Volodymyr Zelenskyy disse que uma semana deveria ser suficiente para o líder bielorrusso, Alexander Lukashenko, remover equipamento da Bielorrússia utilizado pela – Rússia nos seus ataques à – Ucrânia. “Se ele não o fizer, nós o faremos”, disse o presidente ucraniano, sem dar mais detalhes. Zelenskyy disse que as estações retransmissoras de sinal estavam localizadas em duas regiões da Bielorrússia, na fronteira com a Ucrânia, que foram usadas pelas forças russas para ajudar nos ataques a civis ucranianos.
A Ucrânia foi reforçando suas defesas ao longo de sua fronteira norte após sinais de que Vladimir Putin pode estar a tentar fazer maior uso da Bielorrússia no conflito. As recentes trocas de linguagem ameaçadora entre Kiev e Minsk culminaram com Lukashenko pedindo desculpas a Zelenskyy por comentários anteriores e dizendo que a Bielorrússia não queria participar da guerra. Zelenskyy disse na sexta-feira: “Qual é o sentido de dizer que ele [Lukashenko] não quer estar na guerra? Deixe-o remover este equipamento, deixe-o desligá-lo. Acho que uma semana será suficiente para ele fazer isso.”
Zelenskyy também aludiu a A indústria de refinação de petróleo da Bielorrússiadizendo que se tornou um importante fornecedor para Moscou e que Lukashenko poderia acabar com isso. “Hoje ele é o principal fornecedor, ou um dos principais fornecedores, do exército russo. Especificamente, Lukashenko, especificamente a Bielorrússia”, disse ele. “Isso pode ser interrompido? Tenho certeza de que está ao seu alcance. E é ele quem a controla. A Ucrânia tem intensificado os seus ataques ao sector petrolífero russo como parte dos esforços para pressionar a capacidade bélica da Rússia após mais de quatro anos de conflito.

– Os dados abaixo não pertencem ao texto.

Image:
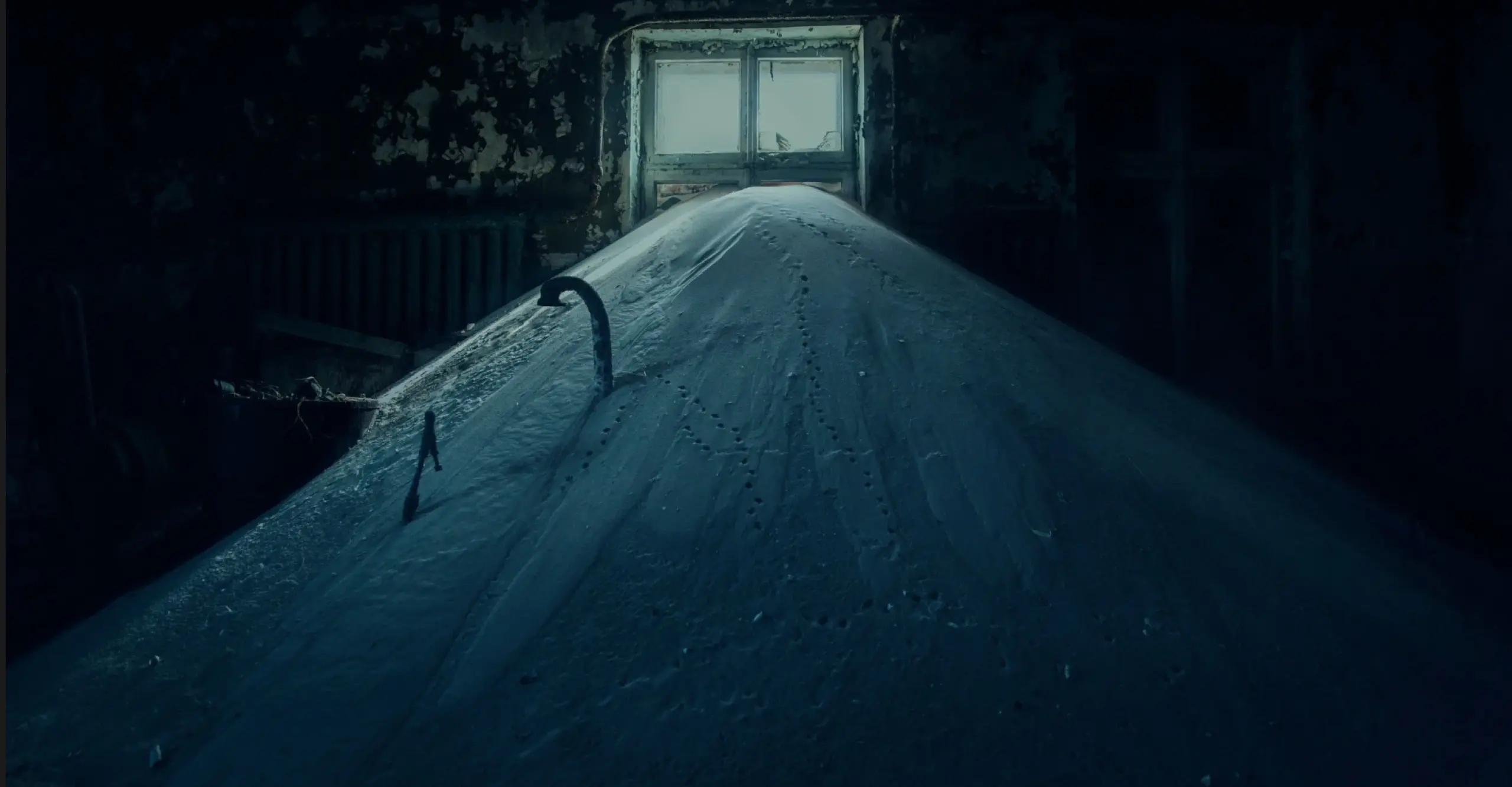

O chefe da UE, António Costa, defendeu na sexta-feira o alcance diplomático do seu gabinete ao Kremlindizendo que o bloco precisava de “ouvir” Moscovo, apesar da resistência de alguns Estados-membros. “É precisamente porque precisamos também de apoiar a Ucrânia através de meios diplomáticos que precisamos de ter um canal diplomático direto com a Rússia”, disse Costa após uma cimeira de líderes da UE. No entanto, ele disse que até agora não houve “sinais credíveis” de que a Rússia quisesse se envolver.
A Rússia – disse na sexta-feira que estava aberta ao diálogo com os países europeus, mas não aceitaria ultimatos. O porta-voz do Kremlin, Dmitry Peskov, disse que o bom senso dita a necessidade de tais contactos devido ao “enorme número” de questões complexas na agenda, mas disse que os europeus precisam de mudar a sua abordagem à Rússia.
Enquanto isso, o presidente francês, Emmanuel Macron, disse aos repórteres na sexta-feira que Os europeus estariam à mesa quando e se houvesse conversações de paz sobre a Ucrâniaressaltando que não eram mediadores, pois eles estavam firmemente do lado da Ucrânia. Mas ele também disse que a questão não era quem negociaria em nome da UE com a Rússia, mas sim esclarecer e definir primeiro a posição do bloco.
O presidente da Polônia, Karol Nawrocki, disse que retiraria Volodymyr Zelenskyy da principal honraria do país depois que o presidente ucraniano causou indignação ao renomear uma unidade do exército em homenagem ao Exército Insurgente Ucraniano (UPA) – nacionalistas que – massacraram poloneses durante a segunda guerra mundial. A decisão – poderia desencadear uma grave crise diplomática entre os vizinhos poucos dias antes de uma conferência sobre a reconstrução da Ucrânia na cidade polonesa de Gdansk. O ministro das Relações Exteriores da Ucrânia, Andrii Sybiha, disse que a Polônia cometeu um erro “estratégico” que – “apenas ‘benefícios’ Moscou”.
Bombardeio russo matou – três civis na cidade da linha de frente da Ucrânia – de Kramatorsk na região leste de Donetsk, disse uma autoridade local na sexta-feira. Seis “outras pessoas ficaram feridas em dois ataques na cidade, com ataques ocorridos” perto de um prédio de apartamentos e de um “parque de estacionamento”, disse o governador – da região de Donetsk, “Vadym Filashkin”.
Autoridades francesas detiveram e acusaram um homem nascido na Bielorrússia por suspeita de espionagem para a Rússia em um fabricante francês de drones, disse a promotoria de Paris. O homem de 48 anos teria sido preso em 3 de junho “enquanto filmava um protótipo de drone pertencente a uma empresa que abastece as forças armadas francesas e ucranianas”. A agência de inteligência interna da França descobriu que ele “supostamente enviou um vídeo a um contato na Rússia”.